Divisão no bolsonarismo escancara crise estratégica após protesto com bandeira de Trump na Câmara
Na manhã desta terça-feira (22), um protesto liderado por deputados da oposição na Câmara dos Deputados acabou revelando uma fissura interna entre as diferentes correntes do bolsonarismo. A cena que gerou desconforto aconteceu durante uma coletiva de imprensa convocada em resposta à decisão do presidente da Casa, Hugo Motta (Republicanos-PB), de vetar sessões de comissões que prestariam homenagem ao ex-presidente Jair Bolsonaro (PL). No centro da polêmica, a exibição de uma bandeira de campanha do presidente americano Donald Trump por parlamentares da ala mais radical da direita brasileira.

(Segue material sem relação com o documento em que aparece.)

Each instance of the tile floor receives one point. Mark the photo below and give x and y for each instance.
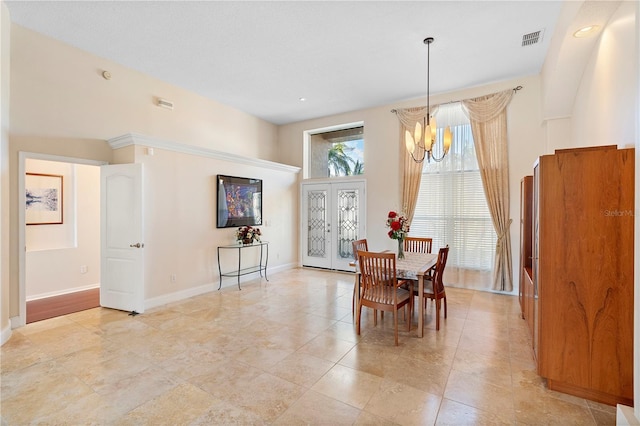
(285, 353)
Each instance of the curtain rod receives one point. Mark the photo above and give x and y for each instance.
(515, 89)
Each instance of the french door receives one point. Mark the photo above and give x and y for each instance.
(333, 216)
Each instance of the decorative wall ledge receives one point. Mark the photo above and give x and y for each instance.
(129, 139)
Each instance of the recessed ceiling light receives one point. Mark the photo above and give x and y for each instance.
(586, 31)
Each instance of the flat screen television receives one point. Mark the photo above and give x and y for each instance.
(239, 201)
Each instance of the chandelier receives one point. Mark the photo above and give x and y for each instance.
(425, 144)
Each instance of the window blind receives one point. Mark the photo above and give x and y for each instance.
(452, 207)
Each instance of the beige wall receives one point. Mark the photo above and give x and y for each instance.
(180, 233)
(383, 147)
(606, 112)
(61, 105)
(605, 107)
(56, 253)
(5, 27)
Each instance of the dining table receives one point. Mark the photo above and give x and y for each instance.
(414, 266)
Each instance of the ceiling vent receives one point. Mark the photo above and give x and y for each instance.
(165, 103)
(532, 38)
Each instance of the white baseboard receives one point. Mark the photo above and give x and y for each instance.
(626, 417)
(62, 292)
(17, 322)
(5, 335)
(206, 288)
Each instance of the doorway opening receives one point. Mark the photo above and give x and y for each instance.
(59, 268)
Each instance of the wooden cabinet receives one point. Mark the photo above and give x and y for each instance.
(583, 271)
(526, 289)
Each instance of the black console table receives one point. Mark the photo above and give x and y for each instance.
(239, 271)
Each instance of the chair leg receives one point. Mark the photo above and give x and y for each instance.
(353, 301)
(395, 324)
(408, 321)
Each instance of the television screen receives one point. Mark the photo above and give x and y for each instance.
(239, 201)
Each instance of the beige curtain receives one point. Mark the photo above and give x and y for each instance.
(410, 171)
(488, 116)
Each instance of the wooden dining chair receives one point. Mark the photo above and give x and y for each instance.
(381, 288)
(417, 244)
(434, 286)
(358, 245)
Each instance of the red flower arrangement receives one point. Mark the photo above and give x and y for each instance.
(398, 224)
(248, 234)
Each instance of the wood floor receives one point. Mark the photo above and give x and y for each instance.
(50, 307)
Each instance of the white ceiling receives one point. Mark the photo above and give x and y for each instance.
(262, 57)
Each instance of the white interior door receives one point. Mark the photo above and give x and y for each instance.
(333, 216)
(121, 229)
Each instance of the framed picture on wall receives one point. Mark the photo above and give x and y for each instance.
(43, 199)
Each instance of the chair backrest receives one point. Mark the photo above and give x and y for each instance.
(438, 284)
(417, 244)
(378, 277)
(359, 245)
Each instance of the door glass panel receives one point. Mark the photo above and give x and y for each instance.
(317, 223)
(348, 212)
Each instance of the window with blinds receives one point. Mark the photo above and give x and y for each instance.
(452, 207)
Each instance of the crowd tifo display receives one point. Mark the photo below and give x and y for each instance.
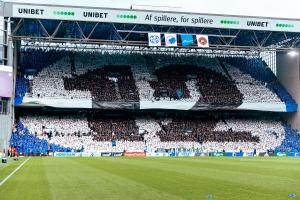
(92, 133)
(134, 81)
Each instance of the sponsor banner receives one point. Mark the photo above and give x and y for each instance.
(248, 154)
(153, 154)
(154, 39)
(151, 17)
(134, 154)
(106, 154)
(170, 40)
(91, 154)
(202, 41)
(186, 154)
(187, 39)
(67, 154)
(117, 154)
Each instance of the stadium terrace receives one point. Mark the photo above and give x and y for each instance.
(126, 100)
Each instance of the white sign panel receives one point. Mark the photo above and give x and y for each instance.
(170, 40)
(150, 17)
(202, 41)
(154, 39)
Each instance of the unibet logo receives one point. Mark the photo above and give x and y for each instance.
(202, 40)
(258, 24)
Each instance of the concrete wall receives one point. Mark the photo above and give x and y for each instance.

Os deputados Delegado Caveira (PL-PA) e Sargento Fahur (PSD-PR) foram os responsáveis por erguer a bandeira de Trump diante das câmeras, como uma forma de protesto simbólico contra o que classificaram como censura política. No entanto, o gesto não foi bem recebido nem mesmo dentro do grupo oposicionista. O deputado Zucco (PL-RS), que ocupa a liderança da oposição, repreendeu publicamente os colegas. “Estou te pedindo por favor para não fazer isso. Pode prejudicar”, disse, visivelmente constrangido, enquanto tentava conter os ânimos e preservar a narrativa política do grupo.
O desconforto se explica: a associação direta com Trump, neste momento, é vista como problemática por uma parte dos aliados de Bolsonaro. A recente imposição de tarifas de 50% sobre produtos brasileiros pelos Estados Unidos acendeu o alerta em Brasília, especialmente após a Polícia Federal apontar que reuniões mantidas por Jair e Eduardo Bolsonaro com autoridades americanas teriam contribuído diretamente para a aplicação do “tarifaço”. Embora o ex-presidente tente se dissociar das consequências dessas tratativas — “Não tem nada a ver com a gente. Querem colar na gente os 50%. Mentira”, disse ele —, o deputado Eduardo Bolsonaro (PL-SP) reconheceu, na segunda-feira (21), que o tema foi sim abordado em seus encontros diplomáticos nos EUA.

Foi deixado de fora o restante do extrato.